This is a measure which, oh my gosh, would restore the authority of courts to modify home mortgages in a Chapter 13 bankruptcy — an authority they had before 2005 when the law was changed.
It has been argued that bankruptcy courts should not have the right to change residential mortgages, that such an option is unfair to lenders and violates the general concept of “contract sanctity.” And yet, curiously, bankruptcy courts have the right to amend other agreements, say the financing on a vacation home or a yacht and the country has survived.
The news release below from the Mortgage Bankers Association explains why lenders lost in the committee. Yes, mathematically, it is true in the example that if you increase the interest rate for a $300,000 over 30 years then, by gum, the loan will generate $144,000 more over its life.
And that’s good news for whom?
What’s not said is this: When was the last time you met anyone, anyone at all, who had a mortgage for 30 years? Apparently no one on the House committee had heard of such folks either. Where is the evidence that rates will rise? Did they go down suddenly when the law was changed in 2005? Are there not many, many factors which influence interest rates? How can you separate out just one?
The measure must now pass the full House, the Senate and then it must be considered by the President. If the measure does not pass this year, it will pass next year with a new Congress, a new President and another 2 million foreclosures reducing home values nationwide.
The full MBA release is below:
MBA’s Kittle Reiterates Opposition to Bankruptcy “Cramdown” Bill
Washington, DC (December 12, 2007) - David G. Kittle, CMB, Chairman-elect of the Mortgage Bankers Association (MBA) today reiterated MBA’s strong opposition to legislation that would increase the cost of mortgages for all borrowers by allowing judges under Chapter 13 bankruptcy proceedings to unilaterally mark down the value of a primary mortgage from its full amount down to the fair market value of the home. Mr. Kittle’s comments came as the House Judiciary Committee was marking up H.R. 3609, the Emergency Home Ownership and Mortgage Equity Protection Act of 2007. The committee passed the bill by a vote of 17-15.

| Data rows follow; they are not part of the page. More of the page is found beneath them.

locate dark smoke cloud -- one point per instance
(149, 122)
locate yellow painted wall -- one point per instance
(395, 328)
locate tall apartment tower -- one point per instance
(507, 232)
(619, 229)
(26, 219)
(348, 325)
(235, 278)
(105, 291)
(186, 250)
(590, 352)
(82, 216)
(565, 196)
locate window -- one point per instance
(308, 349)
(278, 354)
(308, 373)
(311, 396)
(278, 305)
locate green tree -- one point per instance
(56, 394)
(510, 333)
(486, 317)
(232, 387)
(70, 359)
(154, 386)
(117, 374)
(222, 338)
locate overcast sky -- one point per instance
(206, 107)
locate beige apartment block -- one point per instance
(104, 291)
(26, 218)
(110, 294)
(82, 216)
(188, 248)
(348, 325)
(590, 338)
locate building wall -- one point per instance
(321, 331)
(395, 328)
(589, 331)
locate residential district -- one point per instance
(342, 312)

Mr. Kittle issued the following statement:
“We are very disappointed that the committee has approved this partisan legislation. We appreciate the committee members’ intent - to do something to help troubled borrowers. But this is not the answer. Giving judges the power to completely rewrite a loan contract between a lender and a borrower brings into question the value of the collateral the loan is made against, which is the cornerstone of our mortgage finance system.

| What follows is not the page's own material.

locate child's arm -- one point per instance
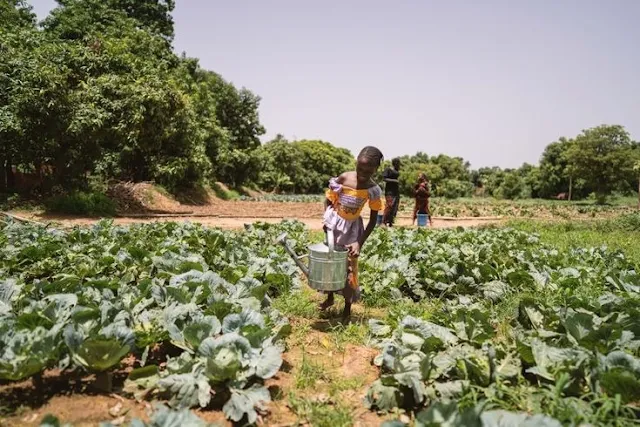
(354, 248)
(373, 220)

The end result will be a major repricing of risk by lenders. I believe that, if this bill were to pass, it would result in an increase of 1 and ½ to 2 points in the rate that most Americans would pay on their mortgages. If you take a 6% rate and make it 8%, someone with a $300,000 mortgage will have to pay an extra $400 a month, or $4800 a year, which comes out to over $144,000 over the life of a 30 year loan. That is what this bill will do if it becomes law.
There are a number ways that lenders are already acting to help borrowers who are falling behind on their bills, including the framework for expedited loan modifications announced last week by the American Securitization Forum and endorsed by MBA and the HOPE NOW alliance. And we will continue doing more, because nobody wins when a home goes into foreclosure. But to radically alter the bedrock on which our mortgage system is built is a counterproductive overreaction to the current situation.”